As part of a broader investigation of the connections between sexuality and space, researchers in a number of disciplines have explored the relationship between particular sexual practices and identities and urban space – either at a generic level or in terms of particular cities around the world. There are a number of intersecting strands to this work. First, there is research that explores the cultural construction of the city – the city as it is imagined and portrayed in popular culture – and that investigates how this construction shapes possibilities and limitations for sexual practices and identities. For example, in terms of western gay male practices and identities, Kath Weston (1995) shows how US metropolitan centers were (and still are) constructed as places more open to male homosexuality, stimulating “the great gay migration” in the post‐war United States. For other groups labeled as “deviant” the city may also be constructed positively, in terms either of its liberal atmosphere or of the possibility of anonymity.
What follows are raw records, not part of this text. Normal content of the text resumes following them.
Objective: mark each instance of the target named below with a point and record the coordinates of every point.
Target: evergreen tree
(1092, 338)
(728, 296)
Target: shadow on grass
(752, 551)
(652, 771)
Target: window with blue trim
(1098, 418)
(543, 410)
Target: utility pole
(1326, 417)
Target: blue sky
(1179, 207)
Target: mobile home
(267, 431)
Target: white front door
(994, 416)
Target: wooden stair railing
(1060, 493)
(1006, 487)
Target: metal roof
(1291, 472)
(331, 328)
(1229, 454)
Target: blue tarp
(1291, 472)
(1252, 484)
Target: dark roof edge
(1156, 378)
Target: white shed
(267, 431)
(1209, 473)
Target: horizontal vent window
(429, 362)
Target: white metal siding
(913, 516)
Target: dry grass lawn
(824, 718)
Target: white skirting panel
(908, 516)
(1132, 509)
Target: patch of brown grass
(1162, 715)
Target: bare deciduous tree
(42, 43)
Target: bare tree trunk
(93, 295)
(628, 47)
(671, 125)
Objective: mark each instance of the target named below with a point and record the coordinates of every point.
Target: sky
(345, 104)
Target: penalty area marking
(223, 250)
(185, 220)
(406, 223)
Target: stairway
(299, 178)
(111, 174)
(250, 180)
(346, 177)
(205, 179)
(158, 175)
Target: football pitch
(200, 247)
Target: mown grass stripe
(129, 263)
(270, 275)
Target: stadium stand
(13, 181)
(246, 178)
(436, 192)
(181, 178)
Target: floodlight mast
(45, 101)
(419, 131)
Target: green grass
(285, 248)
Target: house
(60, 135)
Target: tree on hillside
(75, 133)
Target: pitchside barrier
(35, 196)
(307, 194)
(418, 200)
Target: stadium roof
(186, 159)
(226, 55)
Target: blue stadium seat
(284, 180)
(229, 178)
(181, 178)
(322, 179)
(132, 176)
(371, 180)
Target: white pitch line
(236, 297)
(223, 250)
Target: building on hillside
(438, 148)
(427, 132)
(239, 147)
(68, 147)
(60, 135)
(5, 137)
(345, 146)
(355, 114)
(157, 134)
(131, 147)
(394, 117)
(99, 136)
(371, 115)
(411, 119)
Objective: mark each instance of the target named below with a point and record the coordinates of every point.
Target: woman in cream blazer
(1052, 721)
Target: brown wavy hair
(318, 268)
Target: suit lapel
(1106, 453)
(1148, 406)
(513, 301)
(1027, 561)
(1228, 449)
But this association can lead to the city itself being considered “deviant” or dangerous, and therefore as an unsafe place. This connection is forcefully articulated in relation to two issues: prostitution and (sexually transmitted) disease (STD). In nineteenth‐century England, for example, moral panics about prostitution centered on city streets as danger zones, and moral regulation served to limit women's access to urban public space. In terms of disease, similar moral panics over STDs, most notably HIV/AIDS, have brought about policies to “clean up” parts of the city associated with certain sexual practices – perhaps most famously in New York City during Mayor Giuliani's administration.